Blitzy•Cambridge, MA

4d•Onsite

About The Position

As a Senior Site Reliability Engineer at Blitzy's Kendall Square headquarters, you will be a foundational force behind the reliability, scalability, and operational excellence of our AI-powered software development platform. Sitting at the intersection of software engineering and infrastructure, you'll ensure that the systems enabling enterprise customers to autonomously build production-ready software remain performant, resilient, and always available.
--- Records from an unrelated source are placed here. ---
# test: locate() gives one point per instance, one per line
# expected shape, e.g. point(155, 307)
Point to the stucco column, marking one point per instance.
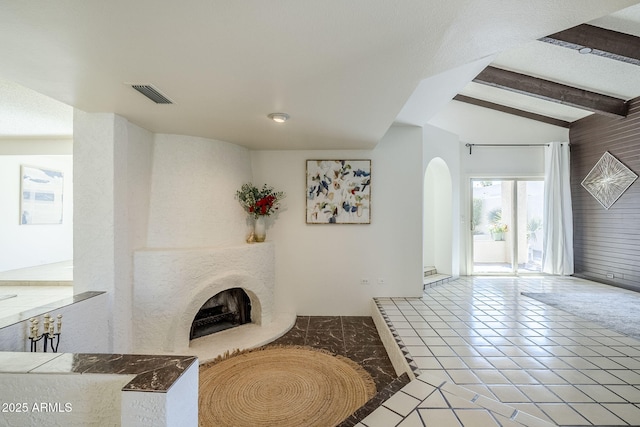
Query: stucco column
point(100, 212)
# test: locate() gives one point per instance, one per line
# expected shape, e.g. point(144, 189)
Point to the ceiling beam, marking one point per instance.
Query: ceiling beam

This is a high-ownership, high-impact role for an engineer who operates with urgency, thinks in systems, and takes pride in building infrastructure that doesn't break.

Requirements

5–8 years of experience in Site Reliability Engineering, DevOps, or Platform Engineering.
Deep expertise in Kubernetes — cluster management, workload deployment, scaling strategies, and troubleshooting in production.
Strong proficiency with at least one major cloud platform (AWS preferred); experience designing and operating distributed, high-availability systems.
Hands-on Terraform experience for infrastructure-as-code provisioning and management.
Proven ability to define and operationalize SLOs, SLAs, and incident response processes.
Strong scripting and automation skills in Python, Go, or Bash.
Experience designing and maintaining comprehensive observability systems across complex, multi-service environments.
Excellent cross-functional communication skills — able to partner with software engineers, product teams, and leadership equally well.

Nice To Haves

Experience operating infrastructure for AI or ML workloads, including GPU scheduling or model serving infrastructure.
Familiarity with MLOps tooling (MLflow, Kubeflow, or similar) and the operational challenges unique to AI-driven services.
Knowledge of service mesh technologies (Istio, Linkerd) and advanced networking patterns.
CKA (Certified Kubernetes Administrator) certification or equivalent demonstrated expertise.
Prior experience at a high-growth startup where you built reliability foundations from the ground up.
A track record of influencing engineering culture — not just fixing infrastructure, but raising the bar for how teams think about reliability.

Responsibilities

Design, build, and operate highly available, fault-tolerant infrastructure across cloud environments supporting Blitzy's AI platform and enterprise customers.
Define and own SLOs, SLAs, and error budgets for critical services; lead blameless postmortems and drive systemic improvements that prevent recurrence.
Build and maintain robust CI/CD pipelines, release automation, and deployment infrastructure that empower engineers to ship with speed and safety.
Own the full observability stack — logging, metrics, distributed tracing, and alerting (e.g., Prometheus, Grafana, Datadog, OpenTelemetry).
Manage Kubernetes clusters and container infrastructure supporting AI agent workloads and production application services.
Drive infrastructure-as-code practices using Terraform; ensure all provisioning is automated, auditable, and version-controlled.
Partner with engineering teams at HQ to embed reliability and operational best practices early in the development lifecycle.
Lead capacity planning, performance benchmarking, and cloud cost optimization as the platform scales.